Now, I have never used Find Bugs – but I really like the thought of having code help me improve my own code. I am human – I know that I make mistakes and that there are (still) some things that I do not know. So I decided to try the plug-in minutes after Christian had released it.
These are the steps to get going:
- Open the above link to the project on OpenNTF.org in your IBM Notes browser
- Then drag the plugin to your “My widgets” in the sidebar of IBM Notes
- Wait for it to install – and then restart (remember to close Domino Designer first if you have it open)
That’s it. Now the plug-in is installed in Domino Designer.
How to use
Then how do you use it?
- Open the Package Explorer (it is ready next to the Domino Designer Database Navigator in the XPages perspective)
- Right-click somewhere in the outline of your project (i.e. the database – not your on-disk-project). Select “Find Bugs” which unfolds a small menu
- Select “Find Bugs” on the menu
- Then nothing happens (unless you follow the progress bar at the lower right corner)
- When the progress bar stops running (or before) you can switch to the Find Bugs perspective. Select “Window / Open Perspective / Other…” and locate “FindBugs”

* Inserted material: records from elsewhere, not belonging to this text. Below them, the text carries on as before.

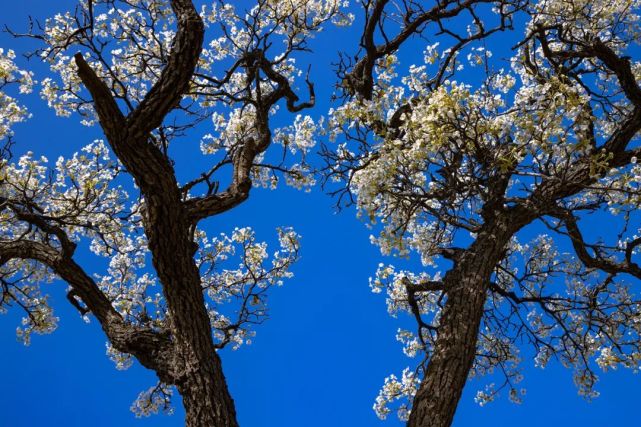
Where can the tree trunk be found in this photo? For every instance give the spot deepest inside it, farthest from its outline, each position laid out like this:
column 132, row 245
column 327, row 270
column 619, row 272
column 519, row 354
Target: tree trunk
column 455, row 348
column 206, row 398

- You are now ready to investigate your Java coding errors/warnings
If you right-click on the title of the database in the Domino Designer Database Navigator then you will suddenly find the Find Bugs menu. This is true for the XPages perspective as well as the Domino Designer perspective:
Here is an example of some code that I have written that was wrong. Tests have not yet tried the particular condition so there is a possibility that I would eventually have ended up shipping the code with this bug.
In the left side you will see the navigator with the varioous warnings – grouped by how “scary” (!!) they are. If you double-click on a warning you will see the code on the right top side. And at the right corner at the bottom there is a description of the problem discovered.

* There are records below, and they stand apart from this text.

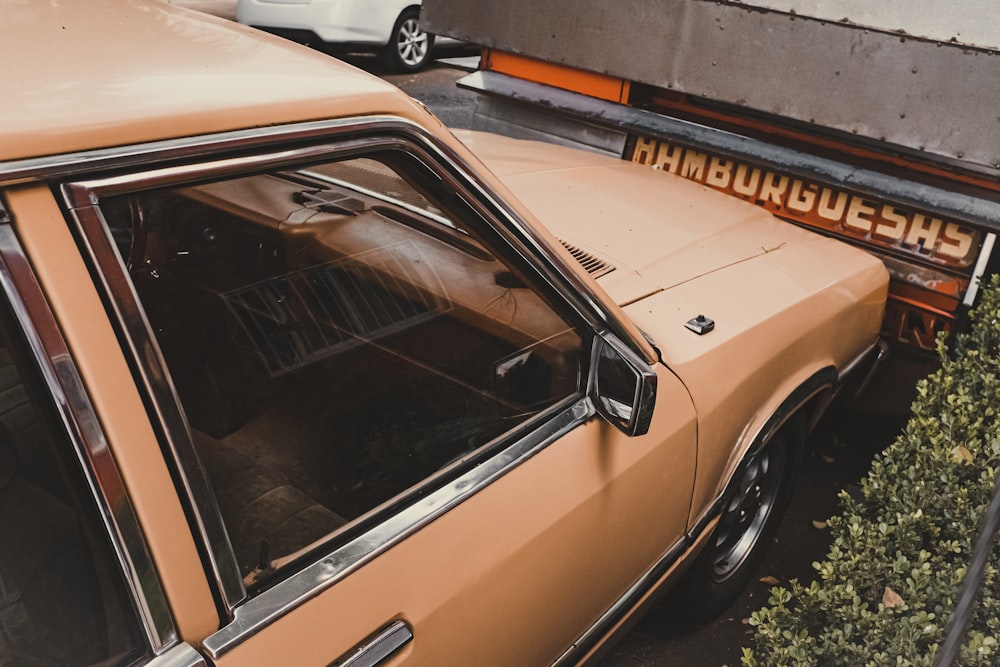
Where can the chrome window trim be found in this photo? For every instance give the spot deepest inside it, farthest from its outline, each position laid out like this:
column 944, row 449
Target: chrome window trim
column 243, row 152
column 163, row 404
column 271, row 604
column 82, row 426
column 179, row 151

Now it is up to you to find the best solution to the problem. It took me less than an hour to tidy up a current project with 250+ Java classes. And I even learned a lesson on the way (about cloning the equals() method).
This tool has now become a must-have to improve my Java coding.
As a side note – if there is ever one Java book that you should read, it is Josha Bloch’s Effective Java. Find Bugs help you follow the guidance and rules from this book.